V. Santidade notou que, aos olhos de muitos “laicos”, marcados pelo ateísmo dos séculos XIX e XX, é mais Deus – se é que existe – e não o homem que deve responder pelas injustiças, pelo sofrimento dos inocentes, pelo cinismo do poder a que estamos a assistir, impotentes, no mundo e na história universal (cfr. «Spe salvi», n. 42)... No seu livro «Jesus de Nazaré», V. Santidade faz eco daquilo que, para eles – e para nós – é um escândalo: “A realidade da injustiça, do mal, não pode ser simplesmente ignorada, simplesmente posta de lado. Ela deve absolutamente ser superada e vencida. Só assim há verdadeiramente misericórdia” (Jesus de Nazaré, III, citando 2Timóteo 2, 13). O sacramento da confissão é, e em que sentido, um dos lugares nos quais pode ocorrer uma «reparação» do mal cometido?

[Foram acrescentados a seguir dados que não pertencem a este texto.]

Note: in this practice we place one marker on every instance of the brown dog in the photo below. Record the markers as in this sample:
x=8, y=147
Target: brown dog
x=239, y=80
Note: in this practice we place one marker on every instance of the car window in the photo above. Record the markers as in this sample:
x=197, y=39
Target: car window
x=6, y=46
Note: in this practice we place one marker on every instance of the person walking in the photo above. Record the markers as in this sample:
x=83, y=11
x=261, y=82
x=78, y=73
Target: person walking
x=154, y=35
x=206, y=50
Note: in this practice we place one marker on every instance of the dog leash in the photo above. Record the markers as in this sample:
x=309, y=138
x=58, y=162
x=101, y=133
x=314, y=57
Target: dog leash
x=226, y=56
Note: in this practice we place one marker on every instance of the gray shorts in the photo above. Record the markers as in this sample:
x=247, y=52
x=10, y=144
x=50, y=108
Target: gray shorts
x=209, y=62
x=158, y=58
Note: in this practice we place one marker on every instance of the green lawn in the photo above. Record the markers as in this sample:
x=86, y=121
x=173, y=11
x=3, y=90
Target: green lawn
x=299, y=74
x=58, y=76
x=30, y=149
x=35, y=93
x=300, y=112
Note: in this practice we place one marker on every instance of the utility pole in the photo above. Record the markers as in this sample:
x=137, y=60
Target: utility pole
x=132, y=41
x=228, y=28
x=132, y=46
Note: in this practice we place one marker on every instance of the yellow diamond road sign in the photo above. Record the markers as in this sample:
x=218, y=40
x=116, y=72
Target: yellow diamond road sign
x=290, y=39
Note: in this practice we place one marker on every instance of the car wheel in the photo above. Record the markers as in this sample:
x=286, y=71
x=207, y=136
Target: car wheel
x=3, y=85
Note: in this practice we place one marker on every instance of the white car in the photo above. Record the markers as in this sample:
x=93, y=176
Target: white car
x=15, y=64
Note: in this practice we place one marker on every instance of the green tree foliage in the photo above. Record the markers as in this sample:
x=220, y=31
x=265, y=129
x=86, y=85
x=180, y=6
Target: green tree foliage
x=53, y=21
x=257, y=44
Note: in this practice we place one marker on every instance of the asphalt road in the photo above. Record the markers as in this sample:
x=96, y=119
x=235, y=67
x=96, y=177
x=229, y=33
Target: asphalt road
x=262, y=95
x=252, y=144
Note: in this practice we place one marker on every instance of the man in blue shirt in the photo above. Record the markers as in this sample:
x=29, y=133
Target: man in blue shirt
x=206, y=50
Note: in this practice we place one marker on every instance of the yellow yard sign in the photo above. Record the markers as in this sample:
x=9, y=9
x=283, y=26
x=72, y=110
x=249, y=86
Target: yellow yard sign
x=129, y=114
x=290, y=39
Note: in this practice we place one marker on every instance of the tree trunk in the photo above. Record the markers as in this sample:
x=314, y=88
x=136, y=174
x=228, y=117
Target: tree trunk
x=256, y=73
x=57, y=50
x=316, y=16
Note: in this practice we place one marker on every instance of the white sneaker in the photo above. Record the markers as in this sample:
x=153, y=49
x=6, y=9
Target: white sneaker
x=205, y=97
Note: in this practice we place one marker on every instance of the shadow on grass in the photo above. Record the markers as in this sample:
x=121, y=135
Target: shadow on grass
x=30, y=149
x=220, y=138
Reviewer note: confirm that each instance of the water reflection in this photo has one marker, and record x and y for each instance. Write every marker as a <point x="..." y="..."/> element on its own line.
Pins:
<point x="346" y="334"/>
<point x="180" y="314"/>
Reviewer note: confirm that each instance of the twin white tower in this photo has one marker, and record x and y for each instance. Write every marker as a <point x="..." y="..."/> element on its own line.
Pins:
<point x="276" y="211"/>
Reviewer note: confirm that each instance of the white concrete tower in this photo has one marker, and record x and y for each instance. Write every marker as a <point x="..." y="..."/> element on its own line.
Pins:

Eu já tentei expor no seu conjunto os pontos fundamentais relativos a este problema ao responder à terceira questão. O contrapeso ao domínio do mal só pode consistir, em primeiro lugar, no amor divino-humano de Jesus Cristo que é sempre maior do que qualquer possível poder do mal. Mas é necessário que nós nos insiramos nesta resposta que Deus nos dá mediante Jesus Cristo. Mesmo que o indivíduo seja responsável por um fragmento de mal e, portanto, seja cúmplice do seu poder, junto de Cristo ele pode no entanto “completar o que ainda falta aos seus sofrimentos” (cfr. Colossenses 1, 24).
O sacramento da penitência tem certamente um papel importante nesse campo. Isto significa que nós nos deixamos sempre moldar e transformar por Cristo, e que passamos continuamente do lado de quem destrói para o lado de quem salva.